There has been an enormous change to the Maori and race relations. How to represent that? Sir Apirana Ngata was an obvious choice but then there was Tahupotiki Wiremu Ratana who represented another strand of Maori development.  There are a whole series of Maori illustrating the development , but ‘I realised there is also the race relations aspect. So there is Dame Joan Metge and Ranginui Walker, two of the most important interpreters of developments.’ By a nice coincidence the two are next to one another.’

How to handle the growing Pasifka dimension of New Zealand life?They were still just arriving in 1990, but New Zealand had been long involved in the Pacific before. ‘Sometimes our record was not ideal, but Tupua Tamasese Mea’ole, who led the Samoan independence movement, chose to forgive us – it seems New Zealand police shot his brother in the back – and that path of reconciliation made it possible to for the Pasifika people to be welcomed here’. Right next to him is Sir Guy Powles who was the New Zealander who worked through Samoan independence with him.
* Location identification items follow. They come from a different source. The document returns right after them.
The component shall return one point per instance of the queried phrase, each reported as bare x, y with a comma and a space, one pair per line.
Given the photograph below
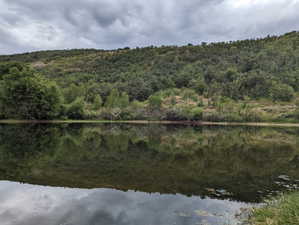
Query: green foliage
281, 92
281, 211
155, 102
97, 102
27, 95
75, 110
113, 99
259, 69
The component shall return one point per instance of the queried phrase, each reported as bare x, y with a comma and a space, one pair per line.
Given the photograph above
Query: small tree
28, 95
113, 99
155, 102
281, 92
97, 102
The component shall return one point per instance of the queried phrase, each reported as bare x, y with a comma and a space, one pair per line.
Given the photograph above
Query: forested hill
266, 68
236, 69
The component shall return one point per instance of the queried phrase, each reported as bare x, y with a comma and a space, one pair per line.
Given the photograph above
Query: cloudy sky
30, 25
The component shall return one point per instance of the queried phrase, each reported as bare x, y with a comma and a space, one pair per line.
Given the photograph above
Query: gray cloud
28, 25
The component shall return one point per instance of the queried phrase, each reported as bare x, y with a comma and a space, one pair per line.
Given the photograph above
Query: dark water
141, 174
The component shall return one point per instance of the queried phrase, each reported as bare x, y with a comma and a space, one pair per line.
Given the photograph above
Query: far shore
192, 123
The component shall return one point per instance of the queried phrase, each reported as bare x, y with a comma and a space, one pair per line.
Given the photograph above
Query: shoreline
190, 123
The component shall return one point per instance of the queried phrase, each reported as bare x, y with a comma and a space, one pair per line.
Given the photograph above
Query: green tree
97, 102
281, 92
28, 95
155, 102
123, 100
75, 110
113, 99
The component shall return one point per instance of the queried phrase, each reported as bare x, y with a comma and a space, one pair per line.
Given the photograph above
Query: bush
281, 92
75, 110
27, 95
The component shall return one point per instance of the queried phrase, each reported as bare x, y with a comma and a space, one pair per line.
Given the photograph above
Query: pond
121, 174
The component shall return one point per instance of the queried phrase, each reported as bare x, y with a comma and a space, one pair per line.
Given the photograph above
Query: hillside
263, 72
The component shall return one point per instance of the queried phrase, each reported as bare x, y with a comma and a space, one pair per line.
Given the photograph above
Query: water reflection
217, 167
22, 204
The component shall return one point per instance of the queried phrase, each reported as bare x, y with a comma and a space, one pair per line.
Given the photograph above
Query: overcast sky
30, 25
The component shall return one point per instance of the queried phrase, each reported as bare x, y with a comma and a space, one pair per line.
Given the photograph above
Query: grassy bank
282, 211
193, 123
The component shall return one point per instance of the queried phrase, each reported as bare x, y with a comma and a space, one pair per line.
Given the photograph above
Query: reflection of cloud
35, 205
36, 24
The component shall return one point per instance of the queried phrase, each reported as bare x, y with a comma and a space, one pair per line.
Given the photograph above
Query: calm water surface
141, 174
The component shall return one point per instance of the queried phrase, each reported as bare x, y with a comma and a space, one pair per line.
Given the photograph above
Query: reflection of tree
150, 158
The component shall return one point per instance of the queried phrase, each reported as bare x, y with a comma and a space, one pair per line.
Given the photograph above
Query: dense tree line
83, 81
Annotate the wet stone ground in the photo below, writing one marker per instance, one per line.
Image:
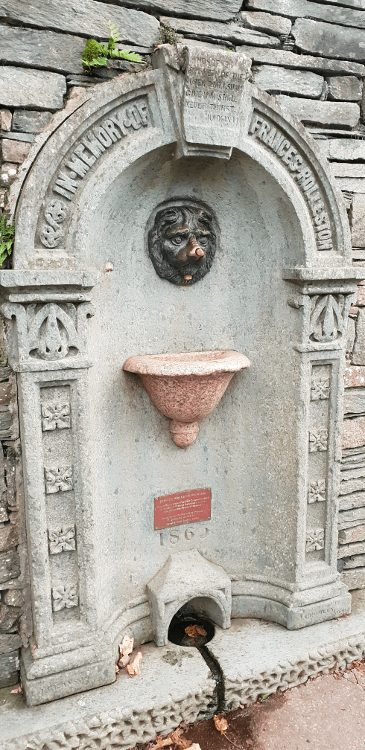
(326, 713)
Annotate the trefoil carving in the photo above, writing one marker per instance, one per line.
(64, 597)
(52, 331)
(320, 387)
(327, 321)
(56, 416)
(61, 539)
(55, 214)
(59, 479)
(317, 491)
(314, 540)
(318, 441)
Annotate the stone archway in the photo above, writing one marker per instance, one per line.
(95, 453)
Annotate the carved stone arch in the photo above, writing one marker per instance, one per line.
(279, 289)
(55, 196)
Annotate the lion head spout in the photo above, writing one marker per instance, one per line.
(182, 240)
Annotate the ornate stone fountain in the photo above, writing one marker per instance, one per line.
(186, 387)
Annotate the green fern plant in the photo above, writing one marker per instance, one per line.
(95, 54)
(6, 239)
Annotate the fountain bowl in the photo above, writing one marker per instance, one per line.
(186, 387)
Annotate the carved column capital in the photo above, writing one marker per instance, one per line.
(47, 313)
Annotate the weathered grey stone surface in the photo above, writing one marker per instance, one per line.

There are a lot of portraits of contributors to ‘high’ culture which has so much develop our sense of identity, but a younger woman asked about pop music. ‘She was right, and the show should be reaching out to the likes of her, even those if she was not born after 1990.’ So there is Howard Morrison. ‘One can easily overlook that popular arts ware also involved in our political life.’ As Morrison’s ‘My Old Man’s an All Black’ reminds us, ‘There aint no horis in the scrum’ in 1960.

Nor is intellectual life left out with portraits of Lloyd Geering, Keith Sinclair and Bill Sutch.

The representation of ‘women’s liberation’ proved a bit of a problem, because in the period they had a lower public profile;  most were still anchored in the home – even those who worked in the paid labour force were still on domestic duties. So there are classic feminists like Sonja Davies and Sandra Coney, but also Dame Alison Holst who is a part of the cooking/eating revolution. There is also a sly reference to Sir James Wattie, one of the industrialists in the show , pointing out that his processing of foods made it easier for women in the kitchen. Another sly reference is to Fred Allen. ‘Rugby afficiados tell me he is the best example of someone who shaped rugby over the period, and he is also there to remind us that then rugby was still an amateur sport. ‘But also mentioned is that  he had his own women’sa fashion line.’

‘Although initially I simply chose people, I found myself telling a story about the times, an especially useful exercise given that I am writing a history of New Zealand.’ It is not necessarily an entirely upbeat story. It begins with Michael Joseph Savage and Gordon Coates politicians who founded the main streams of our political life, and Ngata. It ends with Sir Robert Muldoon and Sir Roger Douglas, who leave the visitor more puzzled about where in 1990 New Zealand was going. But next to them are Sandra Coney and Sir Edward Durie, who as chairman of the Waitangi Tribunal shaped Maori development and race relations. So it has not all been ‘downhill’.